Building Performance into Internet Applications

[article]
Summary:

Web applications are based on client-server, request-response mechanisms. Performance of any moderate- to high-functional Web application is directly proportional to the architectural decisions and the technologies chosen to support it. Performance also depends on the architectural awareness of a programmer and his ability to address it from the inception phase of any Web-based application. This paper also discusses various ways to enhance the performance of Web-based applications.

High-Level Architecture
At a high level, Web applications are usually divided into four basic layers. Layers 3 and 4 are optional and are chosen based on product requirements:

  1. Presentation layer (client side/user interface)
  2. Distribution layer (server side)
  3. Business logic layer
  4. Back end (database/external dependency)

The general flow of this architecture is as follows: The client (presentation layer) will request a URL. A Web server (distribution layer) will receive the request and carry the preliminary processing. Based on processing, the Web server will call the business logic layer. The business logic layer carries out further processing based on encapsulated business rules. The business logic will also interact with back-end database applications as well as any external applications. The business logic will return control to the Web server when processing completes. The Web server will send a response to the client.
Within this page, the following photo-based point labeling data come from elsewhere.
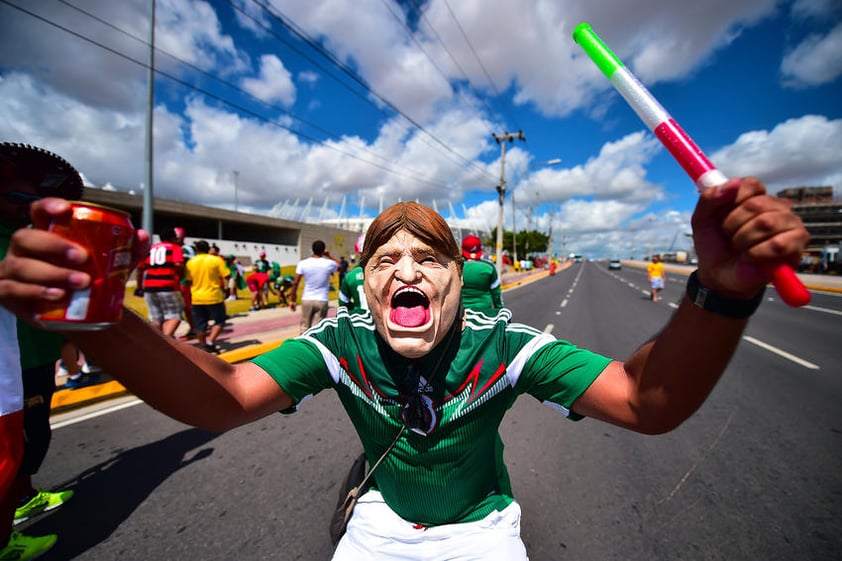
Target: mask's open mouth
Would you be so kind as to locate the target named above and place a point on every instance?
(409, 308)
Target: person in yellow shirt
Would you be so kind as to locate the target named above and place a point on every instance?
(655, 270)
(207, 274)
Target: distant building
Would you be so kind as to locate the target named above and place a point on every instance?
(821, 213)
(241, 234)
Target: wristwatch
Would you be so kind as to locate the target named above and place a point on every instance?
(708, 300)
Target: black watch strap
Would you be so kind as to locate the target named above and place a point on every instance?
(705, 299)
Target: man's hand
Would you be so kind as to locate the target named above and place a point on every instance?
(41, 266)
(738, 229)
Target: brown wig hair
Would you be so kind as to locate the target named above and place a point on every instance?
(422, 222)
(51, 174)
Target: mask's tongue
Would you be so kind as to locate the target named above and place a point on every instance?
(412, 316)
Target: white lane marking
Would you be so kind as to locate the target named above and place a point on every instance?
(95, 414)
(825, 310)
(779, 352)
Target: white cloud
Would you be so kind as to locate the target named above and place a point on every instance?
(797, 152)
(817, 60)
(273, 84)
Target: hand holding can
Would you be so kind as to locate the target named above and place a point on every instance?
(108, 235)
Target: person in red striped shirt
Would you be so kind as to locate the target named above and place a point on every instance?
(162, 272)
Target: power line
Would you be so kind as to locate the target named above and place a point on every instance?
(219, 98)
(415, 40)
(481, 65)
(236, 88)
(449, 54)
(301, 34)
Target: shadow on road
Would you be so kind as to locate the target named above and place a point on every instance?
(108, 493)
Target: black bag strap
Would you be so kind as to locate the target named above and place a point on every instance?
(361, 486)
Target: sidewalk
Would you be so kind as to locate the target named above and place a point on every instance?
(248, 335)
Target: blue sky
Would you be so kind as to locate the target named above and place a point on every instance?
(421, 88)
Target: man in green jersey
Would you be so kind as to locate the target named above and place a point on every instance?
(352, 291)
(481, 287)
(418, 365)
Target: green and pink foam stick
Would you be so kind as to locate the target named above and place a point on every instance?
(703, 173)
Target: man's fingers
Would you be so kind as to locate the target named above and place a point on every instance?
(34, 242)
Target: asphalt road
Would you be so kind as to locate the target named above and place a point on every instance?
(755, 474)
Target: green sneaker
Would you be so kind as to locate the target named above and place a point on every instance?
(23, 548)
(42, 502)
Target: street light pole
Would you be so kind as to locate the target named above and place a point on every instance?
(552, 162)
(501, 191)
(147, 216)
(236, 177)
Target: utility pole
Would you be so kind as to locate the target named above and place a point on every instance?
(501, 190)
(236, 178)
(150, 103)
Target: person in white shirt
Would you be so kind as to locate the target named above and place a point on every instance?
(316, 272)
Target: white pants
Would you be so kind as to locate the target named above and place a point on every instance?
(376, 533)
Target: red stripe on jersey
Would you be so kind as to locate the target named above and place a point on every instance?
(160, 267)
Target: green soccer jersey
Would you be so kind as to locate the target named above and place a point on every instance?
(468, 382)
(481, 285)
(351, 293)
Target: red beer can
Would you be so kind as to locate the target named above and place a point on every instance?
(108, 235)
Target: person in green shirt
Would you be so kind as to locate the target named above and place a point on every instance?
(419, 369)
(481, 286)
(352, 291)
(28, 173)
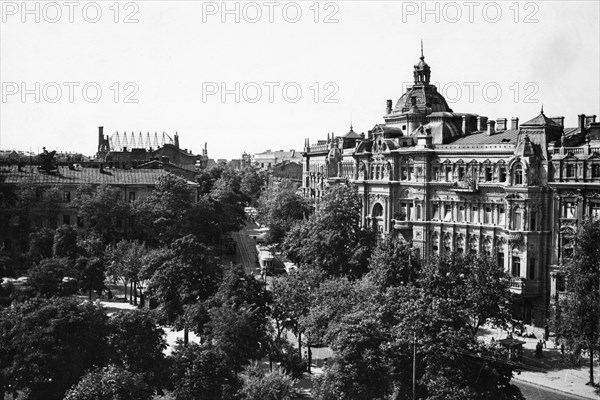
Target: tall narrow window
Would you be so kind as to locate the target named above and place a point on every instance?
(518, 174)
(516, 267)
(447, 213)
(569, 210)
(487, 217)
(595, 210)
(501, 216)
(436, 212)
(475, 215)
(500, 259)
(533, 220)
(460, 217)
(488, 174)
(517, 219)
(531, 269)
(502, 174)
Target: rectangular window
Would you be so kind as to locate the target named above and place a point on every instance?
(569, 210)
(500, 259)
(502, 174)
(488, 174)
(475, 215)
(516, 267)
(533, 221)
(436, 212)
(487, 216)
(531, 269)
(447, 213)
(461, 214)
(517, 220)
(595, 210)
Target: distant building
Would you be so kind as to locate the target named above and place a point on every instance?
(129, 150)
(457, 182)
(132, 183)
(267, 159)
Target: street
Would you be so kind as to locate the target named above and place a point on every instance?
(534, 392)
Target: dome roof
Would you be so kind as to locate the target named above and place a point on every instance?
(426, 98)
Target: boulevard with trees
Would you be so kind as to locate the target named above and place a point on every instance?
(400, 326)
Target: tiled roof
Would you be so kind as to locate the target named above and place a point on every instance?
(481, 137)
(65, 176)
(541, 120)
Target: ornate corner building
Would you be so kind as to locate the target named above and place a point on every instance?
(458, 182)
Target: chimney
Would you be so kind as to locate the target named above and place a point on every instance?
(581, 122)
(559, 120)
(491, 128)
(482, 123)
(501, 124)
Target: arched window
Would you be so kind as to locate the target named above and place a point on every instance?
(447, 243)
(473, 244)
(487, 246)
(516, 262)
(518, 174)
(435, 242)
(460, 244)
(377, 210)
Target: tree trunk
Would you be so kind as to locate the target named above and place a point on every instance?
(592, 365)
(130, 292)
(309, 355)
(134, 293)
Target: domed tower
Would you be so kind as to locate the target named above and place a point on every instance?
(417, 102)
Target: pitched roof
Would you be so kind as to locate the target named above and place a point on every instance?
(66, 176)
(541, 120)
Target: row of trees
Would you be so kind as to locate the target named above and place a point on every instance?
(374, 302)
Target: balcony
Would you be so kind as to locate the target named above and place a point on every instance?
(514, 236)
(517, 285)
(401, 225)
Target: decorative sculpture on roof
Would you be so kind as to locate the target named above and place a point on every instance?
(48, 161)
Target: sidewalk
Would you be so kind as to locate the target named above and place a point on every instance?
(553, 370)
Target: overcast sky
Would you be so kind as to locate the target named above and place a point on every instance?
(163, 65)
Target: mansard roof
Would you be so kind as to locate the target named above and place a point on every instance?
(85, 175)
(481, 137)
(542, 120)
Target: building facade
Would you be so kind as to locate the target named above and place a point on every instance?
(458, 182)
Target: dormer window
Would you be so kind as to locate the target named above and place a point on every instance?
(518, 174)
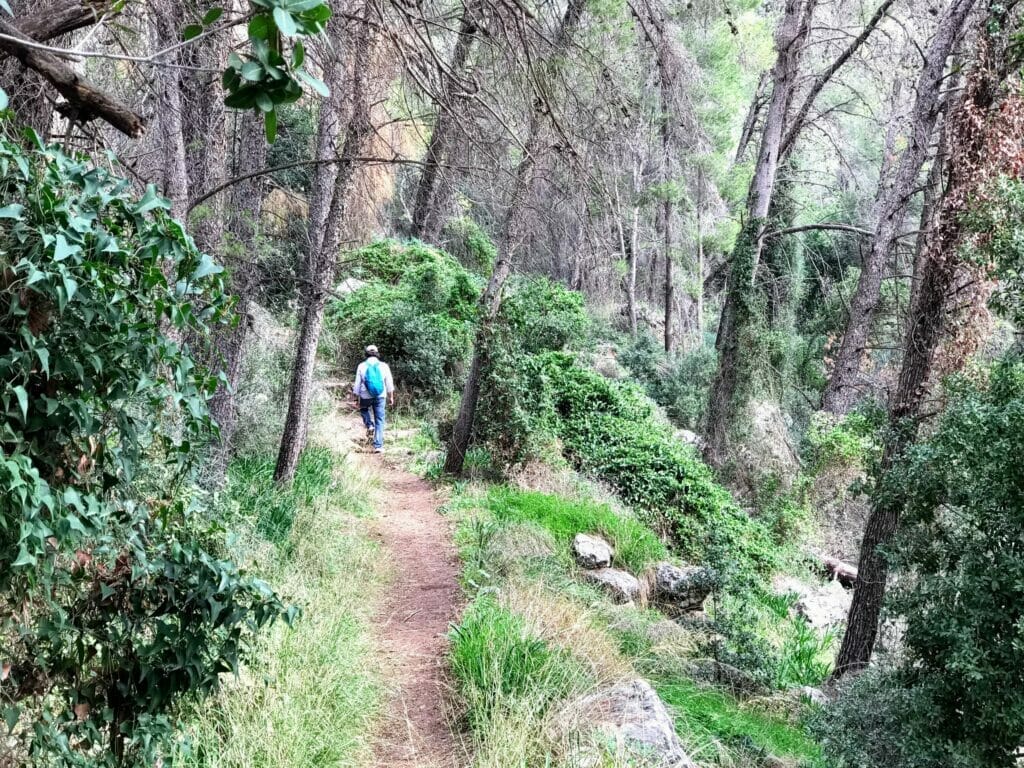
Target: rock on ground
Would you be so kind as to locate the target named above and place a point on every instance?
(680, 589)
(591, 551)
(822, 605)
(634, 718)
(620, 585)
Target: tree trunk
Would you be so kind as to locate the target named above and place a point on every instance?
(513, 235)
(737, 312)
(890, 211)
(322, 261)
(984, 142)
(428, 212)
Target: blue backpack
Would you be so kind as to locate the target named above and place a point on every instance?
(374, 379)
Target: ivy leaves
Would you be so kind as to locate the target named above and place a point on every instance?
(116, 602)
(269, 76)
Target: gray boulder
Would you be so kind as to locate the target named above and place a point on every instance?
(620, 585)
(592, 551)
(680, 589)
(633, 718)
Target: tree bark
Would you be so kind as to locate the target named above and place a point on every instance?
(514, 232)
(984, 142)
(322, 262)
(890, 209)
(737, 312)
(428, 211)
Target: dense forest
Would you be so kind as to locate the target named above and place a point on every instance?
(705, 324)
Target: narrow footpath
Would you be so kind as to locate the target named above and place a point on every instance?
(422, 600)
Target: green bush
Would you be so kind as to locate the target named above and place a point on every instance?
(499, 665)
(419, 310)
(680, 385)
(117, 599)
(608, 430)
(635, 546)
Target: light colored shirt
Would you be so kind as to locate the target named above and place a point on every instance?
(359, 387)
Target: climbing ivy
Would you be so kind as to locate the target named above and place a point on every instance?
(115, 600)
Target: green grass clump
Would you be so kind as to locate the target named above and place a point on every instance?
(310, 696)
(635, 545)
(501, 667)
(706, 717)
(266, 506)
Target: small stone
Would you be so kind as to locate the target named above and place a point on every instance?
(680, 590)
(592, 551)
(620, 585)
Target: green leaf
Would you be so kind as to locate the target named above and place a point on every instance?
(285, 23)
(212, 15)
(24, 558)
(23, 400)
(252, 71)
(64, 249)
(260, 27)
(270, 125)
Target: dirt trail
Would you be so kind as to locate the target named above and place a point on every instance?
(414, 621)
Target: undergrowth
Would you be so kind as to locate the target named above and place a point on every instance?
(312, 697)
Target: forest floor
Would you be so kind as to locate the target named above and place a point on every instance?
(421, 601)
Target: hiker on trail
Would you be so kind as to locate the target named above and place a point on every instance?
(373, 385)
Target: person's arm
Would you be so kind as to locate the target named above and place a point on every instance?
(355, 385)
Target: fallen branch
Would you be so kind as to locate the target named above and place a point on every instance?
(85, 101)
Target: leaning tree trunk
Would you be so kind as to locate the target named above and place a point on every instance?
(985, 140)
(243, 224)
(890, 212)
(737, 312)
(321, 264)
(514, 231)
(428, 211)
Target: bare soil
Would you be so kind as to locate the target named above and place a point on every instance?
(422, 600)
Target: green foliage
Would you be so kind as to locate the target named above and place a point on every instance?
(116, 601)
(680, 385)
(515, 416)
(265, 78)
(498, 664)
(468, 243)
(419, 310)
(608, 430)
(635, 546)
(269, 508)
(709, 716)
(544, 315)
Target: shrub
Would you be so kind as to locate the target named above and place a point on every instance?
(117, 602)
(680, 385)
(419, 311)
(608, 430)
(635, 546)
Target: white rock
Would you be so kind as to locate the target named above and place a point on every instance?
(680, 589)
(633, 717)
(592, 551)
(620, 585)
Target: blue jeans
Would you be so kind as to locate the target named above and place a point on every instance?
(376, 404)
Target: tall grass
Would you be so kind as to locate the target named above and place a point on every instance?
(312, 697)
(635, 545)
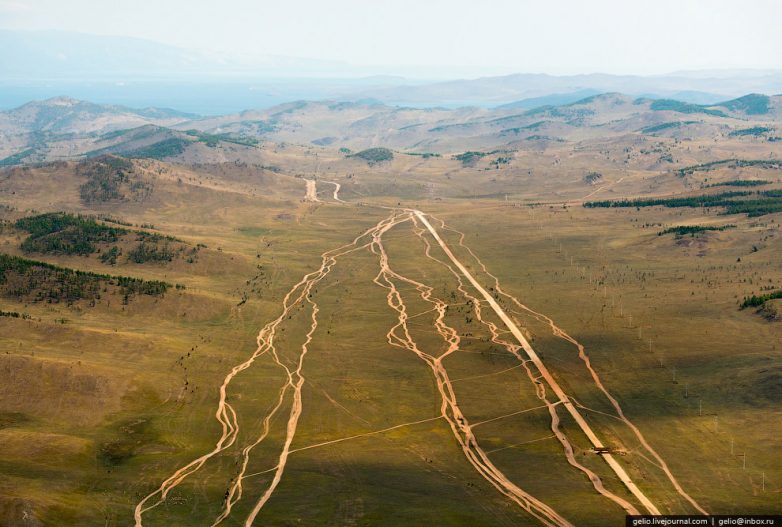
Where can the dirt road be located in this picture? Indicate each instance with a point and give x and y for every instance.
(544, 372)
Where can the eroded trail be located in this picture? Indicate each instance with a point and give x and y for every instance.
(337, 188)
(291, 365)
(225, 413)
(399, 336)
(311, 191)
(543, 371)
(514, 349)
(561, 333)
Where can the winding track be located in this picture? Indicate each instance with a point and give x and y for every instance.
(399, 336)
(559, 332)
(312, 191)
(544, 372)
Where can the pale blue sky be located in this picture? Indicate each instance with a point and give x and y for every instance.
(488, 36)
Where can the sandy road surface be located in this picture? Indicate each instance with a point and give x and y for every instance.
(300, 297)
(312, 190)
(545, 374)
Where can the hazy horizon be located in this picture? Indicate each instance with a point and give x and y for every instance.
(441, 39)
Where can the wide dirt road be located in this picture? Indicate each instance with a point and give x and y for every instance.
(545, 374)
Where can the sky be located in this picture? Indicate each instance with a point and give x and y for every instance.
(443, 37)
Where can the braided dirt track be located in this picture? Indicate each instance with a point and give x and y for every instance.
(291, 364)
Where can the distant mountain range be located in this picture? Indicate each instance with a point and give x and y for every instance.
(139, 72)
(66, 128)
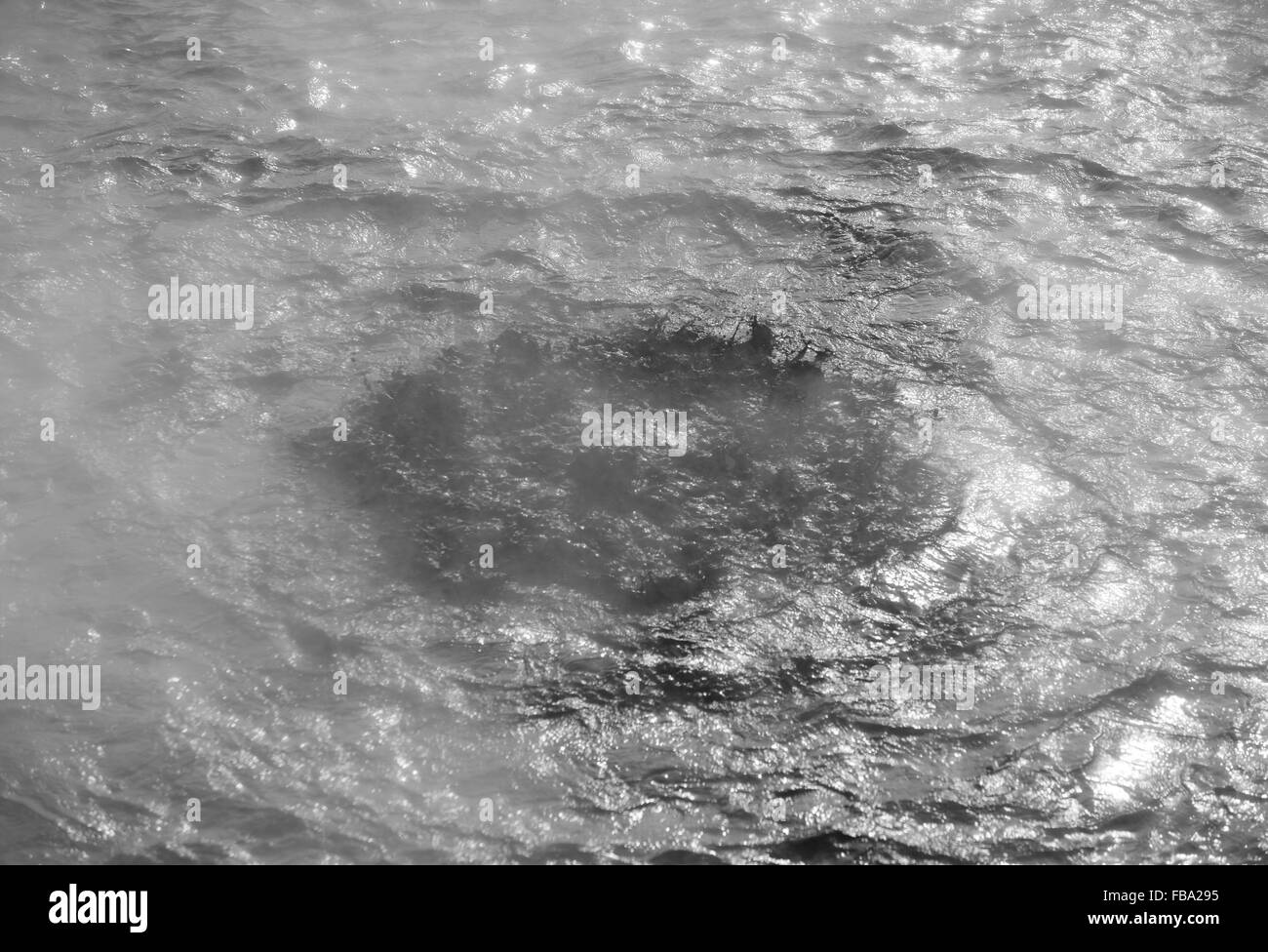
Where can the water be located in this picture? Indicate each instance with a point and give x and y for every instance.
(1074, 510)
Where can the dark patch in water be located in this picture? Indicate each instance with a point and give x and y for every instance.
(485, 448)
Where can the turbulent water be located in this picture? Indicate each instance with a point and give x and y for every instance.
(802, 224)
Minimal Code over the Wire
The intention of any Web-based application developer is to make sure that minimal code goes over the wire. The speed of Web page loading into any Web browser is directly proportional to the speed of the client's network connection. Normally, Web page size ranges from 20-35K. Anything above 35K will lead to degradation in service. If the Web server is located on the other side of the globe, the time for data to travel will be proportional to distance and speed of the network. The deciding and controlling factor will be the size of the code traveling over the wire.

Content Expiration and 304s
It is sent to the client can be given an expiration date. Web servers can be configured to make data expire after a day, a week, or a month. The duration of expiration depends on how frequently the Web page is updated. If the Web page is updated every few hours, this setting may result in misleading information. But if the data is not frequently changed, this setting can be very handy. One request and response can be composed of multiple data packets. If the client browser requests a GIF file that the server has recently delivered, the server will send "304" back to the client notifying that it already has been delivered. The client browser will retrieve that file from the local cache (temporary Internet file folder). It is an excellent mechanism to save network bandwidth. But the client has to make a round trip before it realizes that the requested content already exists as part of the cache. Setting a content expiration on the Web server will prevent this from happening. In this case, the client will search its cache first before asking the server for it.

Include Files and Graphics Optimization
ASP/JSP pages and HTML pages can have "include (.js, .vbs, etc)" files to organize the code base and deliver the intended functionality. All of these include files will have to be delivered to the client before the client browser can process the request. The client browser will have to request these files sequentially and exclusively. In normal circumstances, each request has to bring all corresponding files down to the client. It is advisable to have one include file instead of ten. Practically, this is not possible as more than one developer may be working on the same Web page at one time. Segregating logic in several modules can allow developers to work simultaneously. Depending on the working relationship between developers, and team dynamics at the time of the build, a single include file can be generated to receive minimum 304s.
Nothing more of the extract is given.